New Internet businesses that were barely generating any revenue, much less earning a profit, reached sky-high valuations due simply to the fact that so many investors wanted to own a piece of a dot-com business. It was emotion-led investing at its worst, and the result was a bunch of Internet startup businesses that were extremely overvalued. Many of these companies had shaky (at best) business plans, if they had a business plan at all. When it became apparent that many dot-com businesses would never turn a profit, their valuations were quickly corrected, many of them went bankrupt, and the broad stock market plummeted, wiping out billions of dollars in investor wealth.

Another reason for overvaluation is the fact that there are a finite number of shares of stock available for purchase at a given time, so stocks are subject to the laws of supply and demand. When more shares are bought by investors, there are fewer remaining shares for other investors to buy, which drives share prices up, possibly leading to overvaluation. Conversely, when more shares are sold by investors, there are more shares available to be bought. This in turn drives shares prices down, possibly leading to undervaluation.

Strategies for Investors

As an investor, your goal should generally be to buy stocks when they are undervalued, not overvalued. In other words, you want to buy stocks when they are priced lower, not higher, than they are actually worth. Buying stocks that are overvalued could lead to losses when the price eventually declines to a level that more accurately reflects the company’s fundamentals.

The trick, of course, is determining whether a stock is undervalued or overvalued at any particular point in time. The best way to do this is to examine a business’ financial and market fundamentals carefully. These include such metrics as revenue, earnings, balance sheet health, price/earnings (or P/E) and price-to-earnings growth (or PEG) ratios, growth projections, and the growth prospects of the industry the company operates in.

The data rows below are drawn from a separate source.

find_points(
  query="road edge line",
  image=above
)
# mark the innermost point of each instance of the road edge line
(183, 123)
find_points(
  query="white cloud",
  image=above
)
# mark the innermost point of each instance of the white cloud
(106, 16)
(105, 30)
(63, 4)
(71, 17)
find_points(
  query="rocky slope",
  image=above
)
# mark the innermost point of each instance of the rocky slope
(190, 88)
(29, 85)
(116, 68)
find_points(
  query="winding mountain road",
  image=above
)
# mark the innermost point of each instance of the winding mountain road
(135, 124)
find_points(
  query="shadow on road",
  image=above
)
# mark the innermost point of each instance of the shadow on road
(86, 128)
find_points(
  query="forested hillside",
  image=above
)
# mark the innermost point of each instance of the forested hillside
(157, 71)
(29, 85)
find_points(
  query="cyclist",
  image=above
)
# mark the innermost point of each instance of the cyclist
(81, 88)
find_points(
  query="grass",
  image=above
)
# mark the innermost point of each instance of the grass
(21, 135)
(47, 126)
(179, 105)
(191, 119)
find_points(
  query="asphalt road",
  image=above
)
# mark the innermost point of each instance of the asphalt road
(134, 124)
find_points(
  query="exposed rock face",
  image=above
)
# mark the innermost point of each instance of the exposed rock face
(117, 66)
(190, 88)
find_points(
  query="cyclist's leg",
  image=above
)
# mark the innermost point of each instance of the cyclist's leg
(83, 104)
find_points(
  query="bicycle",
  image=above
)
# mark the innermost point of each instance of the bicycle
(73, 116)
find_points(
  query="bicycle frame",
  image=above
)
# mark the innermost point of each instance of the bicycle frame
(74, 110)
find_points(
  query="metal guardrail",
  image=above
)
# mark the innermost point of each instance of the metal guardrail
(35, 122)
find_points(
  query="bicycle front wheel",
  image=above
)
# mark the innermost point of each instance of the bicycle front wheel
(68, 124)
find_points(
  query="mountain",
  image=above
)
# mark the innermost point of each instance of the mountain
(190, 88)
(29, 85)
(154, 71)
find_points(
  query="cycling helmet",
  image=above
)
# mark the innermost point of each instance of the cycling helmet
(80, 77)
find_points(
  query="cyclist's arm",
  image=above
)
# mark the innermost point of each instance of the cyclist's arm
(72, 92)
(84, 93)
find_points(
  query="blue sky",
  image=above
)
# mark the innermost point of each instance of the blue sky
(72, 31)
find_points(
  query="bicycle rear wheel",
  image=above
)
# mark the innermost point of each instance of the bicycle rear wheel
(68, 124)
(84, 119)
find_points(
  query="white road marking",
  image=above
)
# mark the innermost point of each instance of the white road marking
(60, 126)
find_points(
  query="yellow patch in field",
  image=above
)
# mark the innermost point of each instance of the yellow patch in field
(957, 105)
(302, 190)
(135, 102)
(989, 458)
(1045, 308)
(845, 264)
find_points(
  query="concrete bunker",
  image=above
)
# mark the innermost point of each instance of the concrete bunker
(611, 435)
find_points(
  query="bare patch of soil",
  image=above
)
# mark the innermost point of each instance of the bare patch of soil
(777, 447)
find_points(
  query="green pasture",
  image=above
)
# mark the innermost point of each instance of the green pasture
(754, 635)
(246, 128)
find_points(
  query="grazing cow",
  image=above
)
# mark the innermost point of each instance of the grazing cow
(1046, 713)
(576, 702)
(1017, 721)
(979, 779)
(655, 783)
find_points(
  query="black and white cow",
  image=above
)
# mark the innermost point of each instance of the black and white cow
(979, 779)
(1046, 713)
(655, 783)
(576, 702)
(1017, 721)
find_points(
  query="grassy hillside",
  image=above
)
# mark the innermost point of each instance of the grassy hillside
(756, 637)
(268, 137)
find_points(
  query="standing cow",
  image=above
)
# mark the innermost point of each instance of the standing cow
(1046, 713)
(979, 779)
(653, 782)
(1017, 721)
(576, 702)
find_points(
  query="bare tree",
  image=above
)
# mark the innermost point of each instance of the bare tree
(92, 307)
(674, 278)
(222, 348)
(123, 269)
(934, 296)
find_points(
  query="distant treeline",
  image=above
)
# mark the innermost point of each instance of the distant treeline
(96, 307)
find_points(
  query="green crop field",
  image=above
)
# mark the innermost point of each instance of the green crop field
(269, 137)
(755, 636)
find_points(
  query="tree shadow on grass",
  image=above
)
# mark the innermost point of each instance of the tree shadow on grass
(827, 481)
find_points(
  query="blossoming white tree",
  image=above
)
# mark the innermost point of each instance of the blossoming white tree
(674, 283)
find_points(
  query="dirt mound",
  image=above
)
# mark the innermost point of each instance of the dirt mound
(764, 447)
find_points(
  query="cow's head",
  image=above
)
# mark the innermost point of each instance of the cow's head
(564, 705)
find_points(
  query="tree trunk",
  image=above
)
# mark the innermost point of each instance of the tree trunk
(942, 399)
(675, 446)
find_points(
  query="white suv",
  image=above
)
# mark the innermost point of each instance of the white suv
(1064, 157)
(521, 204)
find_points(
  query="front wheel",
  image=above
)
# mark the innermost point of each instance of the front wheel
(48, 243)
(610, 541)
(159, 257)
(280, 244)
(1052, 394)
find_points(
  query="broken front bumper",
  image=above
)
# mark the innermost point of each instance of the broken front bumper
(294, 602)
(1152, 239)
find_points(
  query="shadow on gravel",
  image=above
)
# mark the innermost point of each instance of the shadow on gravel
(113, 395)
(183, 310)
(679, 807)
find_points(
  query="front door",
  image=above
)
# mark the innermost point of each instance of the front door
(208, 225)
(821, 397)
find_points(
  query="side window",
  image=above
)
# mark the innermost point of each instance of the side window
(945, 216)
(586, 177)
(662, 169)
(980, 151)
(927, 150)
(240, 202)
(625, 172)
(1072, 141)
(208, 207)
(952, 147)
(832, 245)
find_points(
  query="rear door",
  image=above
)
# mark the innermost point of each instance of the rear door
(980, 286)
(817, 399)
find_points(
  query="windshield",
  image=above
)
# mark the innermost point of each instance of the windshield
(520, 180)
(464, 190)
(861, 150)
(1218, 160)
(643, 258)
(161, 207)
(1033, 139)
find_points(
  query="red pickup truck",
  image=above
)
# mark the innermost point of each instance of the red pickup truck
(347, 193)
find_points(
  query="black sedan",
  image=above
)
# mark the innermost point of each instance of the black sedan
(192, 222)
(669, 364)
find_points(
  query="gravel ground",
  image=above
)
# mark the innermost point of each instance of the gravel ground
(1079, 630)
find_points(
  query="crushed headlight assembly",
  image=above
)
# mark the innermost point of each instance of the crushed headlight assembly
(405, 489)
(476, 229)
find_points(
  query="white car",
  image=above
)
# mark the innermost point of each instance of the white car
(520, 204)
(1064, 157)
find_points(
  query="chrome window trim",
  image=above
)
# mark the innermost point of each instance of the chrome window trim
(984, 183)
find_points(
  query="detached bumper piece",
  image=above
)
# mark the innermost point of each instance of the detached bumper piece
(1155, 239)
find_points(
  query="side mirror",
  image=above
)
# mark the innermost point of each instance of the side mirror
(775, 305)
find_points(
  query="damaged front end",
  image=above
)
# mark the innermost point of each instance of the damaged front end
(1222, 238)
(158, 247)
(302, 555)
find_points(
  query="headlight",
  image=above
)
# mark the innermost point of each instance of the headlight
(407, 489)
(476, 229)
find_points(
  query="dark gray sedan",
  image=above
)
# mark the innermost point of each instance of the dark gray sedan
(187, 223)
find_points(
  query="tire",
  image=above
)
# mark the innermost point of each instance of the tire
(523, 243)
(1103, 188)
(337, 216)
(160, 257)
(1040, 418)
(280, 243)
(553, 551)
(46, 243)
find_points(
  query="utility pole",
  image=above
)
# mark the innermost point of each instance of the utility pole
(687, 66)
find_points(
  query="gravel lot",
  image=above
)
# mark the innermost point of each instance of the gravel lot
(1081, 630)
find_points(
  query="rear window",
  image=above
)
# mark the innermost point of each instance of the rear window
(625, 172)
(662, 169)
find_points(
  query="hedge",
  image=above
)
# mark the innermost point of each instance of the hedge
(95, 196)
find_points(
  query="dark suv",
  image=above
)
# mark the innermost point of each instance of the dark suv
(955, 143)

Here are a few things to look for when examining a company’s fundamentals that could indicate that the stock is overvalued:

  • The P/E ratio is greater than two times the growth rate in diluted earnings per share
  • The dividend yield is in the lowest 20 percent of its long-term historical range
  • The company operates in a cyclical industry and its profits are at all-time highs
  • The earnings yield is less than half the yield on the 30-year Treasury bond

Performing this kind of analysis on a stock before buying will require a little more time and effort than just watching CNBC or Fox Business News or reading Investor’s Business Daily. However, digging into a company’s fundamentals is the best way to determine its intrinsic value — which is the only way to determine whether the stock is overvalued.